Made in China electric cars will likely continue to gain a wider audience overseas.

The Chinese government has to lay out stronger stimulus measures to prop up sales of electric vehicles (EV) and reach its target for the year after sales fell sharply in early July, according to UOB Kay Hian. 

UOB analyst Ken Lee has maintained his “underweight” rating on China’s auto sector on expectations of declining car sales and heightened price wars in the combustion engine segment. Lee said the EV market will remain buoyant, however, as sales are expected to deliver a faster compound annual growth rate of 30% between 2023 and 2025.

“We keep our estimates for China’s 2023 (passenger vehicle) wholesale shipment and passenger EV wholesale shipment at 23.8m units (1% yoy growth) and 8.5m units (30% yoy growth) respectively… based on the expected increase in policy stimulus and burgeoning export,” he said in a note dated 14 July. 

“We believe the government will need to put forth stronger stimulus measures to boost EV sales in China and achieve their target,” he added.

Overall passenger vehicle wholesale shipment fell by 9% from a year ago to 337,000 units recorded in 1-9 July, Lee said citing data from China Passenger Car Association. Of which, EV wholesale shipment came in lower than expected with 115,000 units in wholesale shipment, down 30% year on year during the same period. 

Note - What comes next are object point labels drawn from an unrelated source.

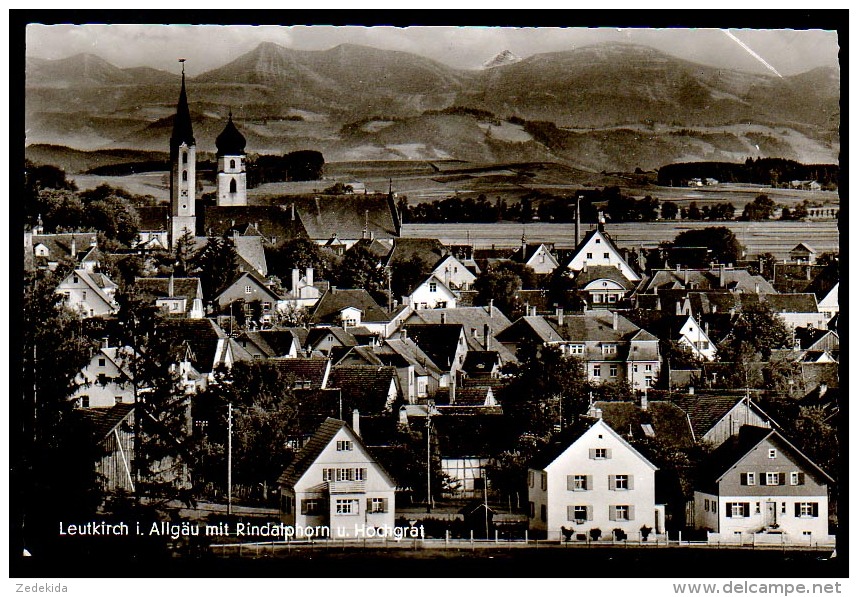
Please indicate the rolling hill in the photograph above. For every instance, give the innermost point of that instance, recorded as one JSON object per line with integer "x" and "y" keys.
{"x": 606, "y": 107}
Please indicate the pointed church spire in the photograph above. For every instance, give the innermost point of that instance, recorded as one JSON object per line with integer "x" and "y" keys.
{"x": 183, "y": 131}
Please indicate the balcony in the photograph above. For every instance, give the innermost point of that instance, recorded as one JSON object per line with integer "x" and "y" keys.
{"x": 347, "y": 486}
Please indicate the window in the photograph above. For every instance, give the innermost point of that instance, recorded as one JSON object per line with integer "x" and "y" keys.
{"x": 312, "y": 507}
{"x": 807, "y": 509}
{"x": 347, "y": 507}
{"x": 377, "y": 505}
{"x": 577, "y": 483}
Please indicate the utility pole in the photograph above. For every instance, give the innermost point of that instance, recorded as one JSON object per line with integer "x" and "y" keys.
{"x": 229, "y": 460}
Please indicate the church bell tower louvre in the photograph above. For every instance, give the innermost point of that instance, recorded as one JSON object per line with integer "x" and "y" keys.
{"x": 231, "y": 174}
{"x": 183, "y": 170}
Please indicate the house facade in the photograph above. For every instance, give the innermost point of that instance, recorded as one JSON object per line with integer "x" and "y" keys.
{"x": 596, "y": 480}
{"x": 335, "y": 483}
{"x": 761, "y": 484}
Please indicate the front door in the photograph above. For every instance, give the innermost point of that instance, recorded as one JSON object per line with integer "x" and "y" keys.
{"x": 771, "y": 513}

Retail sales also disappointed with all-passenger car shipment slipping by 7% from the year prior while EV sales fell 13%. Despite the dip, EV penetration rate still topped records at 36.9% in terms of retail sales back home, while made in China electric cars continued to gain popularity abroad.

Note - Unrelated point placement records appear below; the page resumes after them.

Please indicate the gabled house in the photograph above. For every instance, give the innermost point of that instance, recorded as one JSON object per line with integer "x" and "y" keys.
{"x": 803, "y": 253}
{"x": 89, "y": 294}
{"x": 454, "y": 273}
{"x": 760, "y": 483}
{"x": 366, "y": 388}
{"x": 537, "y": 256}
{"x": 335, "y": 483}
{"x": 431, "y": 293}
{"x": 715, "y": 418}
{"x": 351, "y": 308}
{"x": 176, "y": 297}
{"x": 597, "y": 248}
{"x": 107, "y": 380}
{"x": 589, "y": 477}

Lee sees electric car exports to reach 1.2m units and account for 14% of the projected EV wholesale shipment for the entire 2023. This, following a strong start with a 160% surge in export volume for the first half of the year at 534,000 units.

READ MORE: China overtakes Japan as world’s top car exporter on strong EV sales

Reduced battery material prices are expected to benefit firms involved in the midstream portion of the EV supply chain like battery cell and module manufacturing, as well as those in the downstream, such as car assembly lines.

The brokerage firm picked BYD as among the outperformers in the Chinese auto sector considering the Shenzhen-based car maker’s position to ride on the EV market's exponential growth. 

EV manufacturer Li Auto Inc., and battery maker Contemporary Amperex Technology Co., (CATL) are also poised to benefit from the sector’s boom.